Personal information
- Born: 7 September 1871 East Grinstead, Sussex, England
- Died: 22 July 1945 (aged 73) Hadlow Down, Sussex, England
- Batting: Right-handed
- Bowling: Slow left-arm orthodox

Career statistics
| Competition | First-class |
| Matches | 53 |
| Runs scored | 1812 |
| Batting average | 25.52 |
| 100s/50s | 1/9 |
| Top score | 102 |
| Balls bowled | 4030 |
| Wickets | 36 |
| Bowling average | 46.00 |
| 5 wickets in innings | 1 |
| 10 wickets in match | 0 |
| Best bowling | 5/61 |
| Catches/stumpings | 28/– |
- Source: Cricinfo, 26 August 2021

= Arthur Collins (cricketer) =

English cricketer

Arthur Collins (7 September 1871 – 22 July 1945) was an English cricketer who played first-class cricket for Sussex between 1895 and 1902. He appeared in 53 first-class matches as a right-handed batsman who bowled left-arm orthodox spin.

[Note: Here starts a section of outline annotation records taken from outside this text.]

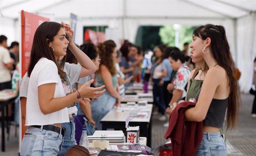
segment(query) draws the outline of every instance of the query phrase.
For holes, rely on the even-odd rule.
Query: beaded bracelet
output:
[[[78,90],[76,90],[76,92],[77,94],[77,99],[80,99],[81,98],[81,94],[80,94],[80,93],[79,92],[79,91]]]

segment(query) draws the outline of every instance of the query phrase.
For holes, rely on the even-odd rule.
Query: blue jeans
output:
[[[29,126],[22,142],[20,156],[56,156],[63,140],[59,133]]]
[[[116,100],[115,97],[106,91],[103,95],[92,101],[92,115],[96,122],[98,130],[102,130],[101,120],[113,108]]]
[[[153,98],[154,104],[158,106],[158,112],[162,115],[164,115],[166,106],[164,102],[163,87],[158,85],[158,84],[161,80],[161,79],[153,79]]]
[[[65,136],[63,145],[61,146],[61,151],[58,156],[64,155],[68,150],[73,146],[76,145],[76,141],[75,139],[75,119],[73,117],[69,118],[69,122],[65,122],[61,124],[62,126],[66,128]]]
[[[220,132],[203,133],[203,139],[196,150],[197,156],[227,155],[226,144]]]

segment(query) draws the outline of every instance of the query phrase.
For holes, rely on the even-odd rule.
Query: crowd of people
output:
[[[119,49],[112,40],[96,46],[89,41],[79,46],[73,42],[74,34],[68,24],[40,24],[27,72],[20,82],[19,43],[13,42],[8,51],[7,37],[0,36],[0,90],[12,88],[19,96],[15,107],[19,108],[20,100],[24,124],[20,155],[64,155],[76,145],[75,116],[84,115],[93,128],[101,130],[101,120],[114,106],[120,106],[125,88],[143,77],[144,83],[153,84],[157,109],[153,114],[167,121],[166,138],[177,141],[172,132],[183,132],[173,130],[173,119],[183,115],[183,122],[196,122],[198,128],[198,133],[191,135],[200,141],[194,142],[189,152],[226,155],[223,130],[226,110],[227,127],[232,129],[240,100],[223,27],[200,26],[183,51],[159,45],[150,60],[127,41]],[[148,65],[143,65],[145,60]],[[256,117],[255,103],[253,117]],[[186,130],[195,130],[192,127]],[[187,152],[181,150],[174,149]]]

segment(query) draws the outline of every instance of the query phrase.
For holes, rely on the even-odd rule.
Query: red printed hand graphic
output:
[[[132,133],[131,135],[129,135],[129,138],[128,140],[130,140],[131,143],[133,143],[134,142],[134,139],[136,138],[136,136],[135,136],[135,134]]]

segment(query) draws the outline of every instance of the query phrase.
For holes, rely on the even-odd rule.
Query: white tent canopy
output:
[[[4,17],[0,34],[8,43],[20,40],[20,11],[69,23],[70,13],[78,16],[76,41],[82,43],[83,26],[118,28],[120,39],[134,42],[138,27],[179,24],[211,23],[226,28],[233,59],[242,71],[241,90],[250,88],[256,56],[256,0],[0,0]],[[1,15],[0,15],[1,16]]]

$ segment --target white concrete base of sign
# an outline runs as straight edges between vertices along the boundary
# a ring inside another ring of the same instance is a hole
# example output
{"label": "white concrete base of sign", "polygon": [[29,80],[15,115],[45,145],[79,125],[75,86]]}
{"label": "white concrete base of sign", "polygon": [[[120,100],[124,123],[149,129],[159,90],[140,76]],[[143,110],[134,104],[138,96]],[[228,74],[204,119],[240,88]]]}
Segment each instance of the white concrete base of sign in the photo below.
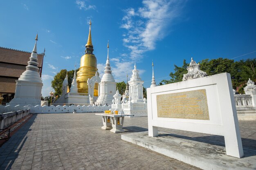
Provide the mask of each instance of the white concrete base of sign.
{"label": "white concrete base of sign", "polygon": [[245,157],[237,158],[227,155],[224,146],[174,137],[161,132],[158,134],[151,137],[145,131],[122,135],[121,138],[203,170],[256,169],[255,150],[245,148]]}

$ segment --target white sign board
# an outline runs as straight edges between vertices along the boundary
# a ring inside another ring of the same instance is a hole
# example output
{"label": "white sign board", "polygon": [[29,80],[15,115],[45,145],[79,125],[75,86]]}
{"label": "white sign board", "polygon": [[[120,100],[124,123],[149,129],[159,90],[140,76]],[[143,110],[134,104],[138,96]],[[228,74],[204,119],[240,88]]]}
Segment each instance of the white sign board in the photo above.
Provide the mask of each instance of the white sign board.
{"label": "white sign board", "polygon": [[148,88],[147,95],[149,136],[158,127],[224,136],[227,155],[243,156],[229,73]]}

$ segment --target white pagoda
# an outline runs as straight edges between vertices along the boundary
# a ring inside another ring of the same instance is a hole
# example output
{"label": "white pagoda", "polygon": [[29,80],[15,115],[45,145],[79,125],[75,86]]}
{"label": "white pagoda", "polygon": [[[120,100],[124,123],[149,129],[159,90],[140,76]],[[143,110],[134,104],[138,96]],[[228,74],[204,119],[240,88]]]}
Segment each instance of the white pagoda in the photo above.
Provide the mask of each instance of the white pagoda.
{"label": "white pagoda", "polygon": [[111,67],[108,56],[108,49],[109,45],[108,42],[108,55],[106,62],[106,66],[105,67],[104,73],[99,85],[99,95],[95,102],[95,104],[103,106],[107,104],[110,105],[112,100],[114,99],[113,96],[115,94],[117,89],[117,82],[115,82],[113,75],[112,75]]}
{"label": "white pagoda", "polygon": [[191,62],[189,64],[189,66],[187,67],[186,69],[188,71],[188,73],[183,75],[182,81],[207,76],[206,73],[200,70],[199,63],[197,64],[193,60],[193,58],[191,58]]}
{"label": "white pagoda", "polygon": [[[122,104],[122,108],[125,114],[134,117],[148,115],[146,99],[143,98],[143,83],[139,75],[136,64],[129,83],[129,99]],[[122,100],[122,101],[124,102]]]}
{"label": "white pagoda", "polygon": [[28,65],[18,80],[16,80],[16,89],[14,98],[7,104],[13,106],[20,105],[32,106],[41,105],[41,92],[43,83],[38,73],[37,62],[36,42],[38,35],[36,37],[36,43]]}

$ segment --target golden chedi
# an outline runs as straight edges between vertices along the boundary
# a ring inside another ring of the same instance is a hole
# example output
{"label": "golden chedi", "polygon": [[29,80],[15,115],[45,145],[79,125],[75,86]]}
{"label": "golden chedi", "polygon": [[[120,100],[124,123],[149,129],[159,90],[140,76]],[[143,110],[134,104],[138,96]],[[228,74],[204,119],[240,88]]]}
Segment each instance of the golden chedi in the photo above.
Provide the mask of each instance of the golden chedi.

An opening batsman, Collins made his only first-class century against Gloucestershire in June 1900, when he scored 22 and 102. Later that month, on a difficult pitch at Eastbourne, he batted for 195 minutes while top-scoring with 29 in a team total of 108 against Essex. He missed the 1901 season after contracting typhoid fever. In Sussex's two matches against Gloucestershire in 1896, he dismissed W. G. Grace twice with his spin bowling, though Grace scored 547 runs in the two matches.